Там почти всегда очередь, но такая благодатная, такая молитвенная, что очень хорошо, что очередь. Читается акафист преподобному, поется ему величание, а между ними всегда-всегда звучит молитвенный распев: «Господи, помилуй». Поют все. Особенно молитвенно поет монах, которого привозят сюда на коляске.

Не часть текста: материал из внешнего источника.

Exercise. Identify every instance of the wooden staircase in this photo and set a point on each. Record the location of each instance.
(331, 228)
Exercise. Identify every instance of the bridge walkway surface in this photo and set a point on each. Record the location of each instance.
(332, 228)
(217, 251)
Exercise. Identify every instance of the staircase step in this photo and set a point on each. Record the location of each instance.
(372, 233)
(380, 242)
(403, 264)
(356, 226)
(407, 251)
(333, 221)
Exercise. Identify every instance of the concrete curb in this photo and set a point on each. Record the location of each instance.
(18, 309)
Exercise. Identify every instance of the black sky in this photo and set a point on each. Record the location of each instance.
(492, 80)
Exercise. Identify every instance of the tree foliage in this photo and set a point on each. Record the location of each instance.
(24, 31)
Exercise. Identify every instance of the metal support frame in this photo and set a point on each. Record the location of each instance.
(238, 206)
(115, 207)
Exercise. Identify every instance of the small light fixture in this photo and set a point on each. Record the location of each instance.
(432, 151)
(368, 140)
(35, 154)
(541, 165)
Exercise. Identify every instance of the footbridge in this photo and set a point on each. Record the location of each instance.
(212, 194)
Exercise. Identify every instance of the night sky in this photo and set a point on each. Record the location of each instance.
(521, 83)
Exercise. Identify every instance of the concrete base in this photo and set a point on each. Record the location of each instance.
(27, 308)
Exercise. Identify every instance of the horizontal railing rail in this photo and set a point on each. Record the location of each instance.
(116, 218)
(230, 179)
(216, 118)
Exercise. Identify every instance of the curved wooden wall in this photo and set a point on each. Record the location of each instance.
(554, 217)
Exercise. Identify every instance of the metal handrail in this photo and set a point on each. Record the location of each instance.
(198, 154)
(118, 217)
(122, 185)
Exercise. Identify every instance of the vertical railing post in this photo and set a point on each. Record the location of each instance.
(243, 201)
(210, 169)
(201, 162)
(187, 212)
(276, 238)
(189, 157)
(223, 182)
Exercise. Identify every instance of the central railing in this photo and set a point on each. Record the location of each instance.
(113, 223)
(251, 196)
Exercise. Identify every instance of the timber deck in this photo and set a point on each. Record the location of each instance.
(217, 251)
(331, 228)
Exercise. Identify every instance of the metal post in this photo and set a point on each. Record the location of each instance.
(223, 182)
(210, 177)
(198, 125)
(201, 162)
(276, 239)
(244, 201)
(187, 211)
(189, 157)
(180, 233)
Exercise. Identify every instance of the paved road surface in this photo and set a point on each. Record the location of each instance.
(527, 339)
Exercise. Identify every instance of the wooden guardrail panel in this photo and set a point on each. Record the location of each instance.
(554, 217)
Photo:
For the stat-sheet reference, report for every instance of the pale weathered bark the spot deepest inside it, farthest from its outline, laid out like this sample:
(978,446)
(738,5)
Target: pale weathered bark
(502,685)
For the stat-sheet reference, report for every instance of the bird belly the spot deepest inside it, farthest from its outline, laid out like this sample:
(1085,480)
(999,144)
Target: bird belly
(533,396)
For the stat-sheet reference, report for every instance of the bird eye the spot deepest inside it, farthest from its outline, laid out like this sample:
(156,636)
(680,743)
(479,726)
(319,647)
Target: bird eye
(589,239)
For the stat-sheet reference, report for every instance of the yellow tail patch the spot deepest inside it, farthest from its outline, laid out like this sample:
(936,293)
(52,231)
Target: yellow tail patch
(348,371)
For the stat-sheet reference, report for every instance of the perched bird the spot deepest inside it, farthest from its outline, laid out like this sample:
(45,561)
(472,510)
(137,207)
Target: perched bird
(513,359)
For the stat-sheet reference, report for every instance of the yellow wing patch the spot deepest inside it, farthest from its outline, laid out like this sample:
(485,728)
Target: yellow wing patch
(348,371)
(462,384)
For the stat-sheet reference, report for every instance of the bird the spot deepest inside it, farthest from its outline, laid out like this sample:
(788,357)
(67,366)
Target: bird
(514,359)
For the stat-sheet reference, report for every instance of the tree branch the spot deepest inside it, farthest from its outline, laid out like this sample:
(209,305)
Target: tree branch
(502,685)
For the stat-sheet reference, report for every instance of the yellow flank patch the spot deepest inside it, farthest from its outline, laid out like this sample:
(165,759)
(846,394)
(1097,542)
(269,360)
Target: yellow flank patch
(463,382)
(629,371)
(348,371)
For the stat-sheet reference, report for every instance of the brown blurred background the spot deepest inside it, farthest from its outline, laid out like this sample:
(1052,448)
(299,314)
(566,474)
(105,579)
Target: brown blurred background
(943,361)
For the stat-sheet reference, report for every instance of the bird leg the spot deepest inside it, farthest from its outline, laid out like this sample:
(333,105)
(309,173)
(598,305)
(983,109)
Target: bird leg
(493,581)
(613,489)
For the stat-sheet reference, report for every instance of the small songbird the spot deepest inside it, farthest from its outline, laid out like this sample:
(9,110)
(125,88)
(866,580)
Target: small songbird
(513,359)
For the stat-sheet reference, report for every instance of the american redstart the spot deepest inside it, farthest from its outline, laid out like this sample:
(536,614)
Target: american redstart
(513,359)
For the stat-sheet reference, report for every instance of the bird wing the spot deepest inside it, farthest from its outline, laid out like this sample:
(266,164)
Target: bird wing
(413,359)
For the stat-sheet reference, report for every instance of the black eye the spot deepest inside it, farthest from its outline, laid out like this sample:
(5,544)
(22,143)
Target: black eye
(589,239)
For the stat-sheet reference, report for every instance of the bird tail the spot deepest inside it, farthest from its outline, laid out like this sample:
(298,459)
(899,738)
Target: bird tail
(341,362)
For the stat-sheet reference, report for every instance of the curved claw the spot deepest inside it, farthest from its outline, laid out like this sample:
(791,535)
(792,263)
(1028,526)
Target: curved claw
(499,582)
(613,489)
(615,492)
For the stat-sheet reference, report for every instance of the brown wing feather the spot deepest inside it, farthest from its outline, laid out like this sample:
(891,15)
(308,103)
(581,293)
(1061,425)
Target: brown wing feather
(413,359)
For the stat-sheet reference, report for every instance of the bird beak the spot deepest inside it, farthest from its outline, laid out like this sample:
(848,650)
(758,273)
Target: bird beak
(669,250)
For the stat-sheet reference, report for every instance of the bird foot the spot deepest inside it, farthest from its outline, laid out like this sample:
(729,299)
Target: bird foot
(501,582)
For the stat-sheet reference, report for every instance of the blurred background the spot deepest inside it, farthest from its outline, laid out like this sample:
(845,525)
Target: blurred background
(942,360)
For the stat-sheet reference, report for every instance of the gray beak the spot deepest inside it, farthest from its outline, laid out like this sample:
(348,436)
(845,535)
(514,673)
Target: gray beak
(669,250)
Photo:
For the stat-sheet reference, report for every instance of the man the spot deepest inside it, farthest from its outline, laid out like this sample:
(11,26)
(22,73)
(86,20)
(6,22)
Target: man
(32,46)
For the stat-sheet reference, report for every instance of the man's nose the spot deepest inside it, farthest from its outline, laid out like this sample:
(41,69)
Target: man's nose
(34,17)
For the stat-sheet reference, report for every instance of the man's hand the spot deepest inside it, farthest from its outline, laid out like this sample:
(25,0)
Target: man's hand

Приложившись к мощам преподобного, отдав дежурному монаху памятки, я вышел и хотел взять свою авторучку. Но к ней уже была очередь. А я торопился и подумал, что зайду за ручкой потом. Но и потом ручка не простаивала, и мне было как-то неловко заявлять, что это моя ручка. Она уже стала не моей, а общей. Я подумал: сколько же ею уже написали имен, сколько же с ее помощью вознесется горячих молитв о здравии болящих, о прозрении заблудших, об утешении страждущих! И разве я что-то могу равное написать этим памяткам? Нет, конечно.

Решив так, я порадовался за ручку: каким же счастливым делом она занята — и пожелал ей долгой жизни.